Featured Testimonial About Creighton University
It’s just the three of us, in my grandma’s tiny kitchenette. It’s been great, but of course it can get old after several hours. (Laughs) You don’t want to be around each other too long, not when there’s scissors and needles around.
Ronni-Ann “Ronni” Ng, BS’19, was back home with her family, on the Hawaiian island of Oahu, well before the coronavirus quarantine hit. The psychology major and her mom live upstairs, her grandparents downstairs — a tight-knit family in close proximity, better suited than many to tackle the challenges of staying put.
Since the virus, Ronni and her mother are working from home. Ronni has been deeply anxious in recent days, looking for something — anything — to do. To distract herself, sure, but also to help others, to offer up something tangible to a world plagued with mounting uncertainty. As much as anything, she wanted to get her hands moving again.
The answer soon became obvious. The family had a sewing machine. Ronni, her mother and her grandmother all knew how to sew. They had some extra fabric. And word had it that Hawaii was about to institute mandatory mask-wearing in public.
Her family would make reusable cloth face masks.
It started out as making masks for just her family. Then it was making masks for her extended family and friends. Now it’s grown into a bona fide operation.
They’ve made about 100 masks so far, and are getting new orders by the day. The masks come in different styles, patterns and sizes (including small masks for children). The masks are not considered to be personal protective equipment (PPE)
Fabric has been increasingly hard to come by. A week into the family’s mask-making project, their town’s Walmart was out of sewing fabric. The only place to get fabric is the local Fabric Mart, which requires an appointment and is booked out a month in advance. So they’ve started using 100%-cotton bed sheets as their material. For the nose-forming tops of the masks, they’re using strips cut from aluminum foil pans, which serve this unlikely purpose quite nicely, so long as you take a rolling pin to them beforehand.
In addition to doing some good in the world, the project has brought a close-knit family even closer.
“We’re an assembly line,” Ronni says. “One of us — usually my grandma because she’s a perfectionist — will be sewing. One of us will be pressing fabrics, and one will be cutting patterns.

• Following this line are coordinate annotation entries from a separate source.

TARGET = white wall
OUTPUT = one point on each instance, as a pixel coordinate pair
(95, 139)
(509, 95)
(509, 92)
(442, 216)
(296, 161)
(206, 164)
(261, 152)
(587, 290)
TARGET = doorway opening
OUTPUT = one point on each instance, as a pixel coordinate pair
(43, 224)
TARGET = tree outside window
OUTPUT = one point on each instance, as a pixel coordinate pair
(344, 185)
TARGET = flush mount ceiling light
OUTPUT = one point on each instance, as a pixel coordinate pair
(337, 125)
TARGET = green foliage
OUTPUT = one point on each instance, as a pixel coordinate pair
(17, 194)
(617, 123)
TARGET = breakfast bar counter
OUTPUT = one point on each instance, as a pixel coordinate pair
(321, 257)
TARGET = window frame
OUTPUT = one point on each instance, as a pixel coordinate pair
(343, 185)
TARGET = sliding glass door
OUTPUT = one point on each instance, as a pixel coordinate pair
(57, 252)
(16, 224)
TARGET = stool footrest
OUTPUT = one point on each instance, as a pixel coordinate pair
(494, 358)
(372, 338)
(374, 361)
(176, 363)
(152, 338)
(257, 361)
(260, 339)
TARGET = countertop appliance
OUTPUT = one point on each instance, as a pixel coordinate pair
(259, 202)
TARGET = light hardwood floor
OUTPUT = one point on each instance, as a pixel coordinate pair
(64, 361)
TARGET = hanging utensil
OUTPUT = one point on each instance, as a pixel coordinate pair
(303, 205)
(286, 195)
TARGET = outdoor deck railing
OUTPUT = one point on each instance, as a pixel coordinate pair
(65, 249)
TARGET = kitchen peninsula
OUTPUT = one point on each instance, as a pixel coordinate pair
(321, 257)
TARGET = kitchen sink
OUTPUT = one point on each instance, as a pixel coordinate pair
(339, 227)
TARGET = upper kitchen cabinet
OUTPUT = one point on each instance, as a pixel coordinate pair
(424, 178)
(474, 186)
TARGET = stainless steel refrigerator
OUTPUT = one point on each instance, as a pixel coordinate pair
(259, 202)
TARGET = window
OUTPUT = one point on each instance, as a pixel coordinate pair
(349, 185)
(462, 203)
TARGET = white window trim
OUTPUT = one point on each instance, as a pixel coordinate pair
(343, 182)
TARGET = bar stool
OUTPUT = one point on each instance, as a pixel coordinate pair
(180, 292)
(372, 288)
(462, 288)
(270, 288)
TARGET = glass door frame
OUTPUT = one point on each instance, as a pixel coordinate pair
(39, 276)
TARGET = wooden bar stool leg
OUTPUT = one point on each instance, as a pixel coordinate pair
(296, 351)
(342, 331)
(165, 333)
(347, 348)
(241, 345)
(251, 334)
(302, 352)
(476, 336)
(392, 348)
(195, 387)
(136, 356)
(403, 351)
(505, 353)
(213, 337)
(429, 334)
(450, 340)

“It’s just the three of us, in my grandma’s tiny kitchenette. It’s been great, but of course it can get old after several hours. (Laughs) You don’t want to be around each other too long, not when there’s scissors and needles around.”
The experience of such close proximity, Ronni says, reminds her of her days living in the dorms at Creighton.
That’s not the only part of her Creighton experience that’s stayed with her.
“It’s always in the back of my mind: women and men for and with others,” she says. “As soon as I decided to start making masks, I didn’t have a second thought. It feels good to do service, and it makes me feel better when something is in my hands.”